While I understand the sentiment behind Florian Dormont’s Meditation – thanks mostly to the description text – I can’t help but feel like it could have been expressed more clearly.
Florian writes of a week one January that consisted of trying to support people and feel their pain, ending up “hurting myself to numbness”. “I learnt,” Florian concludes, “That even though you can consider other people’s lives more important than yours, you still have yourself to take care of also.”
I’ve written before about my experiences living with people with mental health problems. While I’m not sure I ever considered their lives more important than mine, I definitely did on some level feel that it was righteous of me to make myself miserable in the hope that it would – if not actually make them happier – at least not make their problems worse.

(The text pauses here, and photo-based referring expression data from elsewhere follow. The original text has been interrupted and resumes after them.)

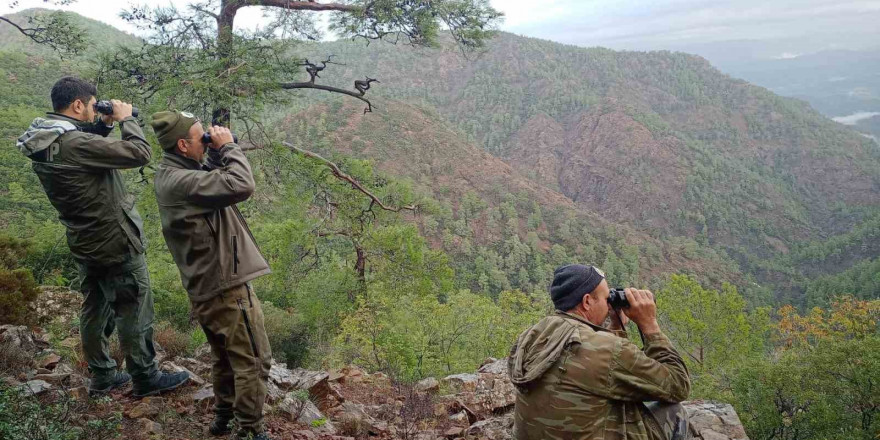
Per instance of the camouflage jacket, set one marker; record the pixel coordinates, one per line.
(79, 171)
(576, 380)
(203, 228)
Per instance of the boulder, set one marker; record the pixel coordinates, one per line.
(149, 427)
(356, 420)
(494, 366)
(18, 336)
(714, 421)
(174, 368)
(35, 387)
(464, 382)
(316, 382)
(47, 359)
(498, 428)
(206, 392)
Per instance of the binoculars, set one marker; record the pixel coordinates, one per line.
(106, 108)
(206, 138)
(617, 299)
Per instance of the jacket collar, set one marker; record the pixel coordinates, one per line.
(595, 327)
(177, 161)
(60, 117)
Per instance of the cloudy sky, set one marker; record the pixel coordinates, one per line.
(785, 27)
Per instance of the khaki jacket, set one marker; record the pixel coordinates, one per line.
(204, 230)
(576, 380)
(80, 174)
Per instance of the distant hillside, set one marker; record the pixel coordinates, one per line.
(664, 137)
(675, 164)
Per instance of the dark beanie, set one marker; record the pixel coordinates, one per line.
(172, 126)
(571, 282)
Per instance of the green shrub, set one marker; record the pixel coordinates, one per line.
(288, 336)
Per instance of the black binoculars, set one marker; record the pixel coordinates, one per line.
(106, 108)
(206, 138)
(617, 299)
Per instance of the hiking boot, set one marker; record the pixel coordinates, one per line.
(250, 435)
(220, 426)
(161, 383)
(105, 384)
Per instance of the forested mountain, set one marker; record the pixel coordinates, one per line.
(741, 209)
(660, 141)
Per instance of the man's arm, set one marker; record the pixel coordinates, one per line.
(230, 182)
(658, 372)
(100, 152)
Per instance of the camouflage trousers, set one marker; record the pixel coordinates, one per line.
(118, 297)
(671, 419)
(233, 324)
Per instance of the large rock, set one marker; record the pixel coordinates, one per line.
(205, 393)
(714, 421)
(355, 419)
(18, 336)
(58, 304)
(174, 368)
(494, 366)
(35, 387)
(498, 428)
(316, 382)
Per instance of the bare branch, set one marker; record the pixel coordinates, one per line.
(304, 5)
(342, 176)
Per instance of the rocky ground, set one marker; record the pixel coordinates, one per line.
(302, 404)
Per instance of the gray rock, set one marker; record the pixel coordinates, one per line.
(498, 428)
(19, 336)
(494, 366)
(174, 368)
(714, 421)
(35, 387)
(206, 392)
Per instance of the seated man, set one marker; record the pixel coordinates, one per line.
(576, 379)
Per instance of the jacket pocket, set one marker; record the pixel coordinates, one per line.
(247, 326)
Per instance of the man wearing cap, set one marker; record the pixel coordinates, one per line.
(197, 186)
(78, 166)
(576, 379)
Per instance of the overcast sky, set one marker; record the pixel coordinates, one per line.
(787, 27)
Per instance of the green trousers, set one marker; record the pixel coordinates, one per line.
(233, 324)
(118, 297)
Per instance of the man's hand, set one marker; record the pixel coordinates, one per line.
(642, 310)
(121, 110)
(220, 136)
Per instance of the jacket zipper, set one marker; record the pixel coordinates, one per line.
(235, 254)
(210, 226)
(247, 325)
(246, 227)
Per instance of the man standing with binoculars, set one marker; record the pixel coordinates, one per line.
(198, 184)
(78, 167)
(576, 379)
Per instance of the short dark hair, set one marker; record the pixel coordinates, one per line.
(69, 89)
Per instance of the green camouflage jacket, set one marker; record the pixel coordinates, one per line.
(80, 174)
(203, 228)
(576, 380)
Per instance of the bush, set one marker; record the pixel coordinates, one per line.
(288, 336)
(173, 341)
(17, 290)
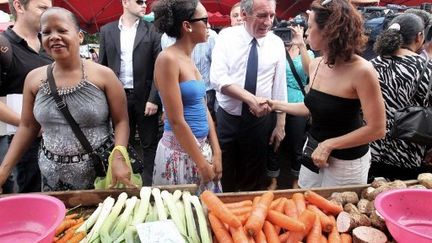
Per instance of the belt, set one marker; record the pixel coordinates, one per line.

My experiences, however, have usually been focused on one person at a time. In Florian’s Meditation, the little pixellated person undergoes conversation after conversation with a series of other – greyer – pixellated people, listening to them offload their troubles, offering a smile, and then moving on. On each screen, the initially beaming face in the corner falls, and eventually appears to even become bloody. Since the protagonist’s speech bubbles remain smiling throughout, we can assume this face in the corner represents their internal state.
It’s a simple and effective representation, so I really only have one small gripe, and that’s that I’m not sure it’s right to have the protagonist only turn grey at the end – after talking to themselves? – when that could have been a gradual change throughout. It seems more realistic, to me at least, to be gradually worn down by other people’s problems, but perhaps others would find their patience actually runs out all at once.